To determine where these two different blue light receptors act to suppress hypocotyl elongation, we measured relative elemental growth rate specifically along the hypocotyl midline at 5-minute intervals before and during blue light using a machine learning-based image analysis pipeline designed specifically for this kinematic analysis of growth.
In darkness, hypocotyl material expanded most rapidly (approximately 4% h⁻¹) in a zone from 0.4 to 1.5 mm below the apical terminus of the hypocotyl (cotyledonary node). Blue light acting through phot1 rapidly inhibited expansion in this zone, while simultaneously stimulating unexpanded cells in a more apical region only 0.1–0.3 mm below the cotyledonary node. Nuclear cry1, and not its cytoplasmic pool, counteracted the phot1-initiated expansion of the small cells in this apical region, preventing them from entering the more basal elongation zone. In a cry1 mutant, activation of these apical cells proceeded unchecked, reaching rates as high as 6% h⁻¹ to produce the iconic cry1 long-hypocotyl phenotype.
In addition to showing where future cell and molecular studies of cry1 and phot1 signaling mechanisms should focus, the new spatial information indicates that a seedling may use an apical reservoir of elongation potential to reenter a lit environment should a natural darkening event such as soil disturbance deactivate cry1.
Methods
A clear plastic Petri plate with seedlings growing vertically on the surface of agar was mounted perpendicular to the optical axis of a macro video zoom lens (18–108 mm f/2.5, Edmund Optics) fitted to a charge-coupled device camera (Marlin F-146B; Allied Vision) that was controlled by a computer. A close-up +4 lens (Tiffen) attached to the zoom lens increased magnification.
An infrared-pass filter (R72, Hoya Filter USA) permitted 948 nm infrared radiation emitted by a BL020201 backlight (Advanced Illumination) placed behind the seedlings to reach the camera, which was made sensitive to infrared by removal of the internal infrared-blocking filter. This platform produced images of growing seedlings at a resolution of 184 px mm⁻¹, even in the complete absence of visible light. This arrangement ensured that blue light produced by an LED source described in Wu and Spalding treated the seedlings with a fluence rate of approximately 80 μmol m⁻² s⁻¹ without affecting the image the camera collected.
All experiments were performed in a photobiology darkroom. Some manipulations required brief use of a dim green safelight.

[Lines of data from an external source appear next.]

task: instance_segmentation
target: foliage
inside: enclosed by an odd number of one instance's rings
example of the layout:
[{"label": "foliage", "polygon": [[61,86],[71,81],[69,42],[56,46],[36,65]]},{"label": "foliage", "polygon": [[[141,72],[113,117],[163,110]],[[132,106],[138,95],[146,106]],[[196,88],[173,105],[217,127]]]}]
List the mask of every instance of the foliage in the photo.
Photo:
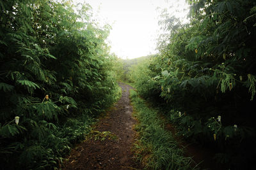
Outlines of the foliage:
[{"label": "foliage", "polygon": [[188,2],[189,23],[163,15],[159,23],[168,36],[159,43],[159,54],[132,78],[181,134],[214,148],[227,168],[249,169],[256,153],[255,2]]},{"label": "foliage", "polygon": [[97,26],[90,8],[0,2],[2,169],[57,168],[92,117],[116,99],[116,59],[105,43],[110,27]]},{"label": "foliage", "polygon": [[183,156],[172,133],[164,130],[157,112],[148,108],[137,92],[130,92],[139,121],[135,127],[139,133],[134,147],[136,159],[149,169],[195,169],[191,158]]}]

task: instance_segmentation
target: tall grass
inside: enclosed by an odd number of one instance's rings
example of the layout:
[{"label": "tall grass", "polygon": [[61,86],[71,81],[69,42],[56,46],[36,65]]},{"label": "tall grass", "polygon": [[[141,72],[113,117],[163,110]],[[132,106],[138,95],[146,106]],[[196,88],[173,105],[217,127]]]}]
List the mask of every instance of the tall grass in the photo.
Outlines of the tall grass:
[{"label": "tall grass", "polygon": [[134,146],[136,159],[147,169],[196,169],[193,160],[183,156],[172,133],[164,129],[157,112],[148,108],[134,90],[131,90],[130,97],[139,122],[135,127],[138,132]]}]

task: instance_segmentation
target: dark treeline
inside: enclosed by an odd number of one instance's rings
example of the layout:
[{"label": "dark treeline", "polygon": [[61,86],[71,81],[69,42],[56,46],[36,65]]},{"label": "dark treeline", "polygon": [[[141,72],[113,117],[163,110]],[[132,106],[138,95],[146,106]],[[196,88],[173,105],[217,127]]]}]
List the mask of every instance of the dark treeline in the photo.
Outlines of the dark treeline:
[{"label": "dark treeline", "polygon": [[256,3],[188,2],[190,22],[163,13],[168,33],[159,53],[134,67],[131,81],[180,135],[212,148],[216,164],[248,169],[256,153]]}]

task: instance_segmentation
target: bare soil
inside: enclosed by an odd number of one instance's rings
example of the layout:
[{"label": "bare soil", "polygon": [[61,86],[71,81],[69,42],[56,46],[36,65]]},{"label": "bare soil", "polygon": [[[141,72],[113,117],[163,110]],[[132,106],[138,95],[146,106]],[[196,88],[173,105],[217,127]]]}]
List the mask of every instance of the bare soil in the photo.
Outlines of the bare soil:
[{"label": "bare soil", "polygon": [[71,151],[63,169],[140,169],[131,152],[136,132],[132,107],[129,100],[132,87],[120,83],[122,96],[107,117],[100,118],[88,139]]}]

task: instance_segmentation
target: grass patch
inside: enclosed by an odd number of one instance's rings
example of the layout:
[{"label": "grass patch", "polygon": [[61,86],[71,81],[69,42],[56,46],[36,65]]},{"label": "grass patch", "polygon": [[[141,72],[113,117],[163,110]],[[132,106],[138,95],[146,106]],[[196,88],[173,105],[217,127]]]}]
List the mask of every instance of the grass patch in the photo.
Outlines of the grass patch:
[{"label": "grass patch", "polygon": [[130,97],[135,110],[134,115],[139,122],[135,127],[138,138],[134,146],[137,160],[147,169],[195,169],[193,160],[183,156],[172,134],[164,129],[157,111],[148,108],[132,89]]}]

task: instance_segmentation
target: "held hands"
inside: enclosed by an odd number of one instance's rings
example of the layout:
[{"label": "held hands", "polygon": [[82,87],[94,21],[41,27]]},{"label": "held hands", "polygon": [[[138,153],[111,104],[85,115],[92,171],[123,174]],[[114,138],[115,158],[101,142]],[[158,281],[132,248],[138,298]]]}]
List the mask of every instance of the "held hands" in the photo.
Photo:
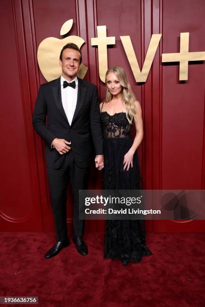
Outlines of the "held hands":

The camera collected images every 5 minutes. The indicated light treatment began at frame 24, 2 hours after the start of recording in complete darkness. Image collection continued every 5 minutes for 8 hours. The 96 images per trial were stored in Tagged Image File Format (TIFF). These time series of images were used to develop the analysis pipeline, and they were the raw experimental data used to characterize the kinematics of light responses in the wild type and the indicated mutant genotypes.